■ Wer wählt wann und wen?: Rußland ist groß, der Zar ist weit
Rund 105 Millionen RussInnen sind am Sonntag aufgerufen, einen neuen Präsidenten des Landes zu wählen. Die 93.500 Wahllokale sind von 8 bis 22 Uhr Ortszeit geöffnet. Da sich Rußland über elf Zeitzonen erstreckt, beginnt die Wahl im Fernen Osten nach Mitteleuropäischer Zeit schon am Samstag abend und endet in Kaliningrad am Sonntag um 23 Uhr.
Außer dem amtierenden Präsidenten Boris Jelzin bewerben sich neun Kandidaten um das höchste Amt im Staate: der Chef der Kommunistischen Partei, Gennadi Sjuganow, der Vorsitzende der rechtsextremen Liberaldemokratischen Partei, Wladimir Schirinowski, Grigori Jawlinski, Chef der Reformpartei Jabloko, der gemäßigte Nationalist und Exgeneral Alexander Lebed, Michael Gorbatschow, der Augenarzt Swjatoslaw Fjodorow, der Millionär und Geschäftsmann Wladimir Brynzalow, der frühere Olympiasieger im Gewichtheben Juri Wlassow sowie der Politikwissenschaftler Martin Schakkum.
Wenn keiner der Bewerber beim ersten Wahlgang die absolute Mehrheit erreicht – und das gilt als sicher –, müssen sich die beiden bestplazierten Kandidaten innerhalb von dreißig Tagen einer Stichwahl stellen. Als Daten dafür kommen der 7. oder der 14. Juli in Frage.

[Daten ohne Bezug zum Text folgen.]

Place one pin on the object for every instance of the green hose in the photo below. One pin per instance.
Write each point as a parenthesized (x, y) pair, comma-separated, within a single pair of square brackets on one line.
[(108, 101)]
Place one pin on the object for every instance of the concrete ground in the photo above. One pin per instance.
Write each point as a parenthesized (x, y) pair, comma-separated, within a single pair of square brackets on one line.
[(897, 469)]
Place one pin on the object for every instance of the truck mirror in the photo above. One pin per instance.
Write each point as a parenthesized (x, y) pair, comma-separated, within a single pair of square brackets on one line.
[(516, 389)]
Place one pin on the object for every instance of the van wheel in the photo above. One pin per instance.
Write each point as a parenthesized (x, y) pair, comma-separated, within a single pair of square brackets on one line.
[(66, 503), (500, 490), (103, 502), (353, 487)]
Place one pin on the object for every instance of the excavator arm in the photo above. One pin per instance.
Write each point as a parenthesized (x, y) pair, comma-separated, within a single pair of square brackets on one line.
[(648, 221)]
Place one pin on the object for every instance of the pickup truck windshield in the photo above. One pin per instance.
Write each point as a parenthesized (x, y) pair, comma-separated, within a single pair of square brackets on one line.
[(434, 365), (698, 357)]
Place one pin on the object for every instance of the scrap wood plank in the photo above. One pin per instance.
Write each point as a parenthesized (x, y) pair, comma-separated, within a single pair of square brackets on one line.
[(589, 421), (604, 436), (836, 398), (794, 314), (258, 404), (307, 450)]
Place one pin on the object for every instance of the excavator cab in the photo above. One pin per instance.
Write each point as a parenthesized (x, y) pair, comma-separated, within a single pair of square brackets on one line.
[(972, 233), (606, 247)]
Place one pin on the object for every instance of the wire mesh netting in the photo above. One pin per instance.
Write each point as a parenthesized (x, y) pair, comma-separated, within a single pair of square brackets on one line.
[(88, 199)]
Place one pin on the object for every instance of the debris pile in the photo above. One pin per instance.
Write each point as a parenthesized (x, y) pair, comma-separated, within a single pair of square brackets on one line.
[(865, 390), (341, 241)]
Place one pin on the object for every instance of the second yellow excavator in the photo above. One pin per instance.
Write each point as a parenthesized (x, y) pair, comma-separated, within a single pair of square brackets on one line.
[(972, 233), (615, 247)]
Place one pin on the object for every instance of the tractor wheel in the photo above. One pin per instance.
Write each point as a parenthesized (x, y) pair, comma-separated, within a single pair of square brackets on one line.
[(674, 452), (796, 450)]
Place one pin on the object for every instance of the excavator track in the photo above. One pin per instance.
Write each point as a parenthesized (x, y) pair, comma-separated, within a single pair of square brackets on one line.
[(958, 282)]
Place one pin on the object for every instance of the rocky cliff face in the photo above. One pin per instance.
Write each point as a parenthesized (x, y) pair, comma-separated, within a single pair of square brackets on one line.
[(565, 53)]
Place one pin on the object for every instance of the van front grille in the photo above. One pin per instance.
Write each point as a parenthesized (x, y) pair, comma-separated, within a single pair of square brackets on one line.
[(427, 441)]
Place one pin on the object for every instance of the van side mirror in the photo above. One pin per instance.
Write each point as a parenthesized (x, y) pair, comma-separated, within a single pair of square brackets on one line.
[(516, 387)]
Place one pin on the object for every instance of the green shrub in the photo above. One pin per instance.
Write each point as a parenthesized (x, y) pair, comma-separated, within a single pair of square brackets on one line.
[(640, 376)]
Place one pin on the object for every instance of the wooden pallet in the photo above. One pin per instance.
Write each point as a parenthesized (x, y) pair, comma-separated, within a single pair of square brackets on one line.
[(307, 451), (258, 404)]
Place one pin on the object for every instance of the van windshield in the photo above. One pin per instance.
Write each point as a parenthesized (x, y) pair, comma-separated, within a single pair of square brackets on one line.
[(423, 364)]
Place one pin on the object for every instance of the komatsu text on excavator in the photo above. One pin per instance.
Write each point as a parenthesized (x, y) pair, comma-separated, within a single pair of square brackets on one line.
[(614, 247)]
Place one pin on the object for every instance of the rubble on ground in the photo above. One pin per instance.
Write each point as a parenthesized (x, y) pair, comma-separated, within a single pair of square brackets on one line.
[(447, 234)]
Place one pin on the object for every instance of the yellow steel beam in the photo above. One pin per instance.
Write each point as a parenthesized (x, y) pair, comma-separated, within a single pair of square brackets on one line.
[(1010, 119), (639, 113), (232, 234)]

Der Präsident ist nach der Verfassung der mächtigste Mann im Land (Frauen spielen bei diesen Wahlen keine Rolle). Seine Amtszeit ist auf zwei Perioden von je vier Jahren beschränkt. Er ist offizielles Staatsoberhaupt und Oberkommandierender der Streitkräfte. Er bestimmt und kontrolliert die Regierung und kann sich mit Dekreten (Ukas) am Parlament vorbeiregieren. Außerdem hat er das Recht, im ganzen Land oder in Teilen den Notstand auszurufen. Er kann das Parlament auflösen, wenn sein Kandidat für den Posten des Regierungschefs dreimal in der Duma durchfällt, oder wenn das Parlament der Regierung das Mißtrauen ausspricht.